I've come on over from one of the other threads discussing dealing with spam and general trust issues, and being familiar with the original PageRank and other search engine gubbins, I'll say up front that this is an impressive application of those systems and I believe it very well would produce a useful tool.
I would love to see the results of running it on the current Steemit population as a practical test on a snapshot to see if we can actually visually determine where the bots are. It's important to actually have an understanding on real-world data, which I'm sure that you know. Since all that information is publicly available on the blockchain and a static study would be sufficient proof of concept, I think this is something you should definitely pursue.
However – and compared to the actual usefulness of this tool, this objection is going to be weird and minor. I accept that. However, it doesn't take into account individual interest or provide an individuated view of the rest of the population. In theory, it would be possible to build a bot swarm that actually did actively upvote content that you like. (We don't see it happening now because there's no benefit to actually providing things that people will like compared to gaming the system, but it's a theoretical possibility.) Because your method describes a top-down authoritarian imposition of rank, that eliminates the possibility of beneficial bot swarms.
I also wonder if it's not vulnerable to the same failure mode of the original PageRank, where the assumption is that the more tightly connected a set of pages are to one another as long as they were connected to the main continent of connections, as it were,, the better they're assumed to be. This meant that isolated islands of content which weren't linked to above the threshold of notice of PageRank were considered not valuable, independent of actual content. Applying that to groups of user-agents concerns me that isolated groups of friends who have little interaction with the main body of Steemit because their interests don't overlap with what is commonly thought of as "good content" will be seen as undependable and lower ranked, even though for people who might want to be a member of that group, their interests would coincide but they will never discover them.
Other than that, brilliant idea. Let's see what it looks like and then we'll go from there.
Hi, thx for your in-depth comment!
You said:
That's -- optimistic, sort of hand-waving one of the biggest deals in AI and social networking of the decade to a SMoP (Simple Matter of Programming), but we'll let that stand for now. I'm not sure UA really is that isolated from discovery; after all, the idea is to really keep discovery from happening on user-agents who are of likely bot-nature. What they do is immaterial compared to what people see.
You might be surprised. Thanks to the fact that neophile adoption tends to radiate out from a few trend setters, while often you have people brought in by already-established folk, when the system is obscure you get folks who find it through more organic non-personal search, jump in, and invite friends. They tend to island for quite a while, comparatively. It's not a problem because they'll just as often use New or Trending or whatever the equivalent is to find new content -- but if the activity in the main body is sufficiently monocultural or low quality, they just don't hook up with any real adoption rate.

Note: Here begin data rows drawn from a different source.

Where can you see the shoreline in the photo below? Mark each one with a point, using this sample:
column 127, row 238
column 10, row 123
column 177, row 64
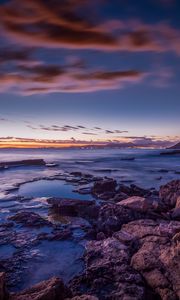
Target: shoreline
column 115, row 229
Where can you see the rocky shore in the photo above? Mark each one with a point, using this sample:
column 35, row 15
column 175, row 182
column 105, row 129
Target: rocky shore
column 132, row 242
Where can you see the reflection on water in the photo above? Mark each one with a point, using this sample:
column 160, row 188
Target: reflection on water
column 61, row 258
column 50, row 188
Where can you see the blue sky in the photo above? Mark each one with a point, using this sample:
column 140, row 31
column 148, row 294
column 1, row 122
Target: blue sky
column 119, row 70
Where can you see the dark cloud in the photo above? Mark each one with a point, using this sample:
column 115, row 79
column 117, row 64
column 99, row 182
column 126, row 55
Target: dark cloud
column 7, row 54
column 43, row 79
column 51, row 24
column 89, row 133
column 54, row 24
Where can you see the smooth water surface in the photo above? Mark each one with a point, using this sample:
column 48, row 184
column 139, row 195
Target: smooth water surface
column 59, row 258
column 50, row 188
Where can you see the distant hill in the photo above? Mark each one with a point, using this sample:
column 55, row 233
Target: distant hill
column 177, row 146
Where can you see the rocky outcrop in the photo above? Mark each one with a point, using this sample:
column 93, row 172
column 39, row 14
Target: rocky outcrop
column 108, row 272
column 4, row 295
column 140, row 204
column 52, row 289
column 170, row 192
column 157, row 259
column 113, row 216
column 28, row 162
column 29, row 219
column 103, row 186
column 74, row 207
column 84, row 297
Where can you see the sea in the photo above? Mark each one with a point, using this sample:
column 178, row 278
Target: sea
column 143, row 167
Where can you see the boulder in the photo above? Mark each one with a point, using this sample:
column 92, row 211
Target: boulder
column 113, row 216
column 133, row 190
column 65, row 206
column 103, row 186
column 29, row 219
column 52, row 289
column 4, row 295
column 84, row 297
column 170, row 192
column 137, row 203
column 108, row 274
column 157, row 258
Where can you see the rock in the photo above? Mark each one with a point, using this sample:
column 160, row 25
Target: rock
column 120, row 196
column 170, row 192
column 27, row 162
column 133, row 190
column 128, row 158
column 65, row 206
column 52, row 289
column 139, row 204
column 157, row 259
column 4, row 295
column 76, row 174
column 175, row 215
column 29, row 219
column 140, row 229
column 100, row 236
column 108, row 274
column 84, row 297
column 107, row 195
column 106, row 185
column 113, row 216
column 178, row 202
column 52, row 165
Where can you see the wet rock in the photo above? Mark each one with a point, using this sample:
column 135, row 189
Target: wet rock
column 140, row 204
column 133, row 190
column 29, row 219
column 120, row 196
column 170, row 192
column 76, row 174
column 4, row 295
column 158, row 256
column 128, row 158
column 106, row 185
column 113, row 216
column 176, row 214
column 140, row 229
column 27, row 162
column 56, row 235
column 107, row 195
column 84, row 297
column 70, row 206
column 83, row 191
column 108, row 273
column 52, row 289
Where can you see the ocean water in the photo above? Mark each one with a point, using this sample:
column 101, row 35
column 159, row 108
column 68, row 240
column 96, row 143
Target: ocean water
column 148, row 169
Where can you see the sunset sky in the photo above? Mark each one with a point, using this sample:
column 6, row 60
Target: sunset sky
column 81, row 71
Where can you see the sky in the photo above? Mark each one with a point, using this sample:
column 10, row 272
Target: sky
column 78, row 72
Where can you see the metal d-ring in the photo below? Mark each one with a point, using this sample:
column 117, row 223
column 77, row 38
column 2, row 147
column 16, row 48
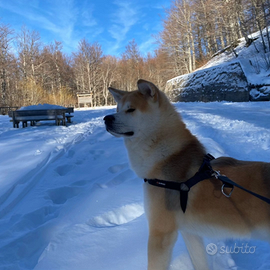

But is that useful connectivity information? Is that new account a bot or a person? We don't know and, in fact, we can't know until some more activity happens. A static snapshot can't determine the rank of a new agent. It's an open question how much activity it takes to tell them apart.
That sounds more like an undesirable failure-mode to me rather than a desirable property. They should have voting power. At least one other person cares a lot! Those are important votes. To them.
OK, let me rephrase it differently: My article isn't a PhD thesis but a blog post I wrote in about an hour and updated afterwards. I'm sure there are many applications to UA that weren't covered iny my article. I meant to say just now, UA in my article was not intended per se for content discovery. I'm sure there are many more applications for it, and among them content discovery.
I might, we have to first implement a test environment and analyze the resulting data. This was just a first post.
Correct, that's why I included D, the damping factor, which holds a beginner amount of UA.
Failure-mode? I was merely referring to the monetary upvote value a new user has currently: $0.00
The rest I'm on board with but ...
This is absolutely true. I also think of it as a failure mode which really puts off newcomers to the platform who aren't bootstrapped by knowing people. It's hard to get in, hard to find traction, and hard to get rolling and stay rolling.
I'd very much like to see what the current connectivity map of all the users on Steemit looks like, though. Even if UA is not, ultimately, particularly a good method of determining whether a user agent is a bot or not (and there may be factors that neither one of us or is aware of that makes that a harder or easier task than expected), as a form of simple understanding of the community as its architected, the value is definitely high.
Your "connectivity map" === my "follower graph". In my example, I began with the example-graph to visually explain. However, in a real-world application (Steem itself), the follower graph is derived from the follower matrix in stead of the other way around.
PS: I've just published a follow-up article! You might like it!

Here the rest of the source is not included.